ある高校の放課後の校庭。一人の男子生徒が真剣な顔で女子生徒に交際を申し込んでいた。
「ボクと付き合ってくれる?」
「ボクのこと好き?嫌い?」
困ったような顔をする女子生徒……。
私の生きていた時代から三千年の時間と、北インドと日本という空間を越えて、そんな情景を目にした。はたして、その女子生徒の答えは「好き」と「嫌い」しか無いのだろうか?きっと答えはいくつもあるだろう。
私の名は阿難(あなん)。今もお師匠さまの光と風の世界を旅している。
さて、先ほどの男子生徒は「好き」以外の気持ちを「嫌い」とだけ表現したが、女子生徒の答えの幅はもっと広く複雑なはずだ。言葉を短絡に対義語で考えるのではなく、もっと深い所から本質を見抜くという、尊きお師匠さまのお考えを思い出す。
平等という言葉は誰でも知っていて、大東亜(だいとうあ)戦争が終わった後の日本では、特によく耳にするようになったようだ。では平等の反対語はというと、すぐに「不平等」という言葉を思い浮かべる人が多いかもしれない。しかしこれは単に平等を否定する言葉で、反対語というなら「差別」がそれに当たる。
お師匠さまの言葉が中国に伝わり漢文に訳された時、この「差別」という言葉が使われた。この場合は「しゃべつ」と読むのだが、日本の広辞苑(こうじえん)という辞書でも、平等の意味を「差別(さべつ)や偏(へだだ)りがない」と説明している。
結論からいうと、お師匠さまのお教えは「平等と差別は互いに相通じる本質を持つ」ということだ。何事も関連し合うことで平等と差別が存在し、極まるところは、両者の存在によつて真の平等が成立する……。お師匠さまのお説きになった譬え話を元にすれば、次のようなことが言えるのではないだろうか。

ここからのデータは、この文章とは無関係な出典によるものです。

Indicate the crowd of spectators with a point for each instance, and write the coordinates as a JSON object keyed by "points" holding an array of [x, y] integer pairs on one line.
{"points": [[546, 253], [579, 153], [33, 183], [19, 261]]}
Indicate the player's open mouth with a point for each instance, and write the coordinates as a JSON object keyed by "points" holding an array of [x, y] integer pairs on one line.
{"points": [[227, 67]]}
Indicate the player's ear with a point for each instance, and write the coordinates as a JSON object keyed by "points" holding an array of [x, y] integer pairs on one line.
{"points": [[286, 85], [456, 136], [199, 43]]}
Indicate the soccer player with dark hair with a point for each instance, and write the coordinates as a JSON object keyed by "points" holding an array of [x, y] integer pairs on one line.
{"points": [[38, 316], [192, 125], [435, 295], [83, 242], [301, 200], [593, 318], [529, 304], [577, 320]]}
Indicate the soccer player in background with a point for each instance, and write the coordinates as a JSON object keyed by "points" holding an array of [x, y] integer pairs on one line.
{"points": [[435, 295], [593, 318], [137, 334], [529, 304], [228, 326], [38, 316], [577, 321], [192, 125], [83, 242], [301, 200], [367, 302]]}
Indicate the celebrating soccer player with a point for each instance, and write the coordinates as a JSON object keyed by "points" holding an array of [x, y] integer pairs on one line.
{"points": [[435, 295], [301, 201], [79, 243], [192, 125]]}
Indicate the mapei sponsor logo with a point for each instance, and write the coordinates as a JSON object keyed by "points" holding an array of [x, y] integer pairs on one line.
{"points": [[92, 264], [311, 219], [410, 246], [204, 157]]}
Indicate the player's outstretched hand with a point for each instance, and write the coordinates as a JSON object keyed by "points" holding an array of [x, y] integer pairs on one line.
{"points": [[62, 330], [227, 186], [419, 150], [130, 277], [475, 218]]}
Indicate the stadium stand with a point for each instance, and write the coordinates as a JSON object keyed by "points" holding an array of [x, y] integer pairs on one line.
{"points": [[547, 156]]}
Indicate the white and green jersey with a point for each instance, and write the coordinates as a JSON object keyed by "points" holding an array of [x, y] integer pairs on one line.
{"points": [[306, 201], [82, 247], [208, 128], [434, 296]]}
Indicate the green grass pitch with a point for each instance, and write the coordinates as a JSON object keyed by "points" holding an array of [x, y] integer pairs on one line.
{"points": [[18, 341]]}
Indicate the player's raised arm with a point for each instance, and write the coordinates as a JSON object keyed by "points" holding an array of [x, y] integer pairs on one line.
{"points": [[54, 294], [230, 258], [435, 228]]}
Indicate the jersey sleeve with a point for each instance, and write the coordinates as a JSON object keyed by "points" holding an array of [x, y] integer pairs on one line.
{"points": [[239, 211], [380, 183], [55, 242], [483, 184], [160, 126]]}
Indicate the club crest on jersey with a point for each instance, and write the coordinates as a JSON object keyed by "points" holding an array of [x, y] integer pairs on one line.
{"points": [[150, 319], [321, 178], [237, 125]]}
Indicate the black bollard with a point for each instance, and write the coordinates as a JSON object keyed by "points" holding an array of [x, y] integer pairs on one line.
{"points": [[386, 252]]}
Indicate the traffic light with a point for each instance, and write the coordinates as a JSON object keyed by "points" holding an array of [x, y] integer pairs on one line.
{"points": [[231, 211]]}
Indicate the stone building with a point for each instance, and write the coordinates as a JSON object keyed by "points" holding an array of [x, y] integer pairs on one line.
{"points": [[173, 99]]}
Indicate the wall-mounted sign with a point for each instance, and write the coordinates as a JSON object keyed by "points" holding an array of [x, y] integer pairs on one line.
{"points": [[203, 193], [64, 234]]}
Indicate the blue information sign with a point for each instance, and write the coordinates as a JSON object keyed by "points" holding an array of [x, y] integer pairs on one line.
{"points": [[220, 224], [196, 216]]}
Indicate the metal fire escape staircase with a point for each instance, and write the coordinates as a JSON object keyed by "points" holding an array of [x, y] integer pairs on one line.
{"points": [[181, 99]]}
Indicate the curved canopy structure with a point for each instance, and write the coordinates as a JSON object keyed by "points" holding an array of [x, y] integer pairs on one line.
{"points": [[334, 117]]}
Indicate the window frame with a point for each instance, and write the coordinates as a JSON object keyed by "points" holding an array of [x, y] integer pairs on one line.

大阪のメインストリート「御堂筋(みどうすじ)」は、銀杏(いちょう)並木で有名だ。また一方で、大阪市内どこの小学校でも、六年の間に誰もが必ず一回は植木鉢で花を育てるという経験をする。当たり前の話だが、御堂筋の銀杏には散水車が水をやり、植木鉢の花にはジョウロで水をやる。
しかし世間一般では、巨大な銀杏の木にも、植木鉢の花にも、同じ量の水を与えるのが平等だと考えられることも多い。この譬えは大げさだが、よくよく思い返せば、誰に対しても同じ指導、同じ基準による評価を下すことで「お互いが差別を糧とできない不平等」が起こっていることに気づかないだろうか。
お師匠さまは、大きな木と小さな木、そして大中小の三種類の草とそれを潤す雨について語られた。それぞれの草や木は、自分の必要な量の水を取り入れてそれぞれの命を輝かせえる。大きさによって必要な水の量が異なるという差別と、命を輝かせるという平等。これこそ差別と平等が通じ合っている姿なのだとおっしゃった。この雨こそ、お師匠さまの大いなる慈悲に他ならない。